Gage Landis, a Shelby High School junior, said he enjoyed talking to the law enforcement representatives because he is focused on pursuing a career in law enforcement. “Anyone with a badge is a benefit to talk to,” Landis said. “There is a lot of negativity in the world right now, the job is all about protecting and serving the people.” Landis said he plans to attend West Shore Community College in Scottville to obtain a law enforcement degree and then attend the Michigan State Police Academy.

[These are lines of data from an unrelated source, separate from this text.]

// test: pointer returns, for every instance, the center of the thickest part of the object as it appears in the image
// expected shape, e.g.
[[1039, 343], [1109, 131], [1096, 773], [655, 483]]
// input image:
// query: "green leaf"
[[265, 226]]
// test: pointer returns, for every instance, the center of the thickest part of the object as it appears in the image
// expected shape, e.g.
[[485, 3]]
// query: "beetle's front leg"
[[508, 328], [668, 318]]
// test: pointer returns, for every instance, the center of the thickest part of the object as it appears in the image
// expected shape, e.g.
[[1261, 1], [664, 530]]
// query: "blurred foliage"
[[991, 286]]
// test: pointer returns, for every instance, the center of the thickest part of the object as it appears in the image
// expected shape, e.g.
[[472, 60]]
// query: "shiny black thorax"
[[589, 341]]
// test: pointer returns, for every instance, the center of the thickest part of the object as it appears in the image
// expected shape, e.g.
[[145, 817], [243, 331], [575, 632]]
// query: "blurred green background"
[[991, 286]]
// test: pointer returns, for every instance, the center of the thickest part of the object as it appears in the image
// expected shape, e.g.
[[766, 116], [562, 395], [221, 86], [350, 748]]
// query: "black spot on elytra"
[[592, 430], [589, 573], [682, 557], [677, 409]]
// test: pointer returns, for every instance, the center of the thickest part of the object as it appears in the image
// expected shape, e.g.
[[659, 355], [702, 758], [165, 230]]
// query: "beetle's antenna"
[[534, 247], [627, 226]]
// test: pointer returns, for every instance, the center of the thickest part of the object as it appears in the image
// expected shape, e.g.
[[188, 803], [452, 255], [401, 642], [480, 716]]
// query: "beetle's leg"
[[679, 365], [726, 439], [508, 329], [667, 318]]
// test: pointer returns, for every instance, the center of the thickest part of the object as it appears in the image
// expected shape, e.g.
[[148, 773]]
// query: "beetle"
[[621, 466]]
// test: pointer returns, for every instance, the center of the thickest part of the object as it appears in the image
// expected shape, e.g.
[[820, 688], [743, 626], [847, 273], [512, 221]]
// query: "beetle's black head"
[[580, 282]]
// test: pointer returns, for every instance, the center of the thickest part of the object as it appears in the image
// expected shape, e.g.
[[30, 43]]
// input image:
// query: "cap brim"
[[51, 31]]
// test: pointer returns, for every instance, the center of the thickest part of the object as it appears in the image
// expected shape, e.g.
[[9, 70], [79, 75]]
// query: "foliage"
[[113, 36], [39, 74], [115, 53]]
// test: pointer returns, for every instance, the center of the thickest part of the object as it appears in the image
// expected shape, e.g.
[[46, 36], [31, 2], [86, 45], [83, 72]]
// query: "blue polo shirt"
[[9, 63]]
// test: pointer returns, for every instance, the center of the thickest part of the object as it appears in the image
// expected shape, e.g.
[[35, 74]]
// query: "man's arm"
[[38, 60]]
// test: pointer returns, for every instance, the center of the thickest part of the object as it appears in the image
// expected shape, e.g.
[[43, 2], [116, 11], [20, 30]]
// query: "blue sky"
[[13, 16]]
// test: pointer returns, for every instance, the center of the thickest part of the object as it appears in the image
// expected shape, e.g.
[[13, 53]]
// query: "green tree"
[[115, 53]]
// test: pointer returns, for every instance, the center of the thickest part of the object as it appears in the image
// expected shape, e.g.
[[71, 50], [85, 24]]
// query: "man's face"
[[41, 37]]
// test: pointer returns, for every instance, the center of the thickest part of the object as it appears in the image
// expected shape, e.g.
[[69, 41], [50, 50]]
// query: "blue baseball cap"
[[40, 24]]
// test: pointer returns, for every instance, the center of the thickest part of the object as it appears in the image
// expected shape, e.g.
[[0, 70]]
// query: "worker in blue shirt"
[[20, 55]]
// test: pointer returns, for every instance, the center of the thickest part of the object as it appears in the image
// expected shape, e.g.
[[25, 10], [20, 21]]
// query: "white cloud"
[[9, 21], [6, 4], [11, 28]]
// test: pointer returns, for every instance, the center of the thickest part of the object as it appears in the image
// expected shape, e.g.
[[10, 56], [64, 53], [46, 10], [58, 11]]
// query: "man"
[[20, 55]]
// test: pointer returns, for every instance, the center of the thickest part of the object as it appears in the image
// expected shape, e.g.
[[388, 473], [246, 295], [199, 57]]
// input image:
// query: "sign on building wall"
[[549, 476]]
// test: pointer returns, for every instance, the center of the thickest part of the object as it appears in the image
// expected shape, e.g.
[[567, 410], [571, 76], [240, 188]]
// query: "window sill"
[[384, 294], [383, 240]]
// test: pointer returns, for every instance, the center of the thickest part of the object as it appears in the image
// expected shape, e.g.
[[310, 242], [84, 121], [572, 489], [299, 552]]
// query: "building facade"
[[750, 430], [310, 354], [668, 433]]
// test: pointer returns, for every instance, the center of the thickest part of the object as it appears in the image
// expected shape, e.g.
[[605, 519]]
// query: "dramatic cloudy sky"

Shelby junior Bryon Burmeister said he already had ideas of where he plans to attend college after high school but he is “trying to narrow down the list.” Burmeister was talking to Grace Adventures Food Service Director Niel Scharphorn. The Silver Lake camp and retreat center employs 50 people year-round with approximately 50-60 more employees in the summer, Scharphorn said.

Shelby High School junior Bryon Burmeister shakes hands with Grace Adventures Food Service Director Niel Scharphorn.

Hart City Manager Lynn Ladner said she enjoyed talking to the students about the many different job positions available within city government, such as city planning, public works, parks and recreation, management and police. “The kids are interested,” Ladner said. “There are a lot of jobs that don’t require a college education.”

Oceana County Sheriff Craig Mast and Corrections Officer Joel Dickman showed the teens how to use a taser and how to properly handcuff a suspect. They also showed them how their dash-mounted computers work.

The students also got to try on firefighters’ gear and talk to local firefighters. Roberto Rodriguez, 22, said both he and his 42-year-old father are enrolled in the training academy to become local firefighters. “It has always been our dream job,” he said.

“Each year, nearly 45 businesses and 25 colleges join together to help guide over 200 local high school juniors in learning about career and education options after high school. Oceana College Access Network (Oceana CAN!) relies on community sponsorship to support this event aimed at connecting our community’s young people with local area businesses,” states an Oceana CAN! press release.

Shelby High School junior Gage Landis talks to DNR conservation officers Ben Shively, right, and Troy VanGelderen.

“The Oceana CAN! College and Career Fair is a focused effort to engage students to learn about their community and help them discover their unique path to success. Local businesses and organizations showcase career opportunities that are in high demand and the kinds of talent they wish to hire. Colleges and training centers share the diverse types of post-secondary education paths that a student might consider.

“A student’s path to education after high school can take many different routes including towards degrees, skilled trades training, certificate programs, or apprenticeships. This event provides the opportunity to explore different avenues, allowing students to make an informed decision so they are prepared to complete post-secondary education to meet the growing need for skilled workforce in our community.”

This story is copyrighted © 2019, all rights reserved by Media Group 31, LLC, PO Box 21, Scottville, MI 49454. No portion of this story or images may be reproduced in any way, including print or broadcast, without expressed written consent.

Corrections Officer Joel Dickman with the Oceana County Sheriff’s Office shows students how to use a taser.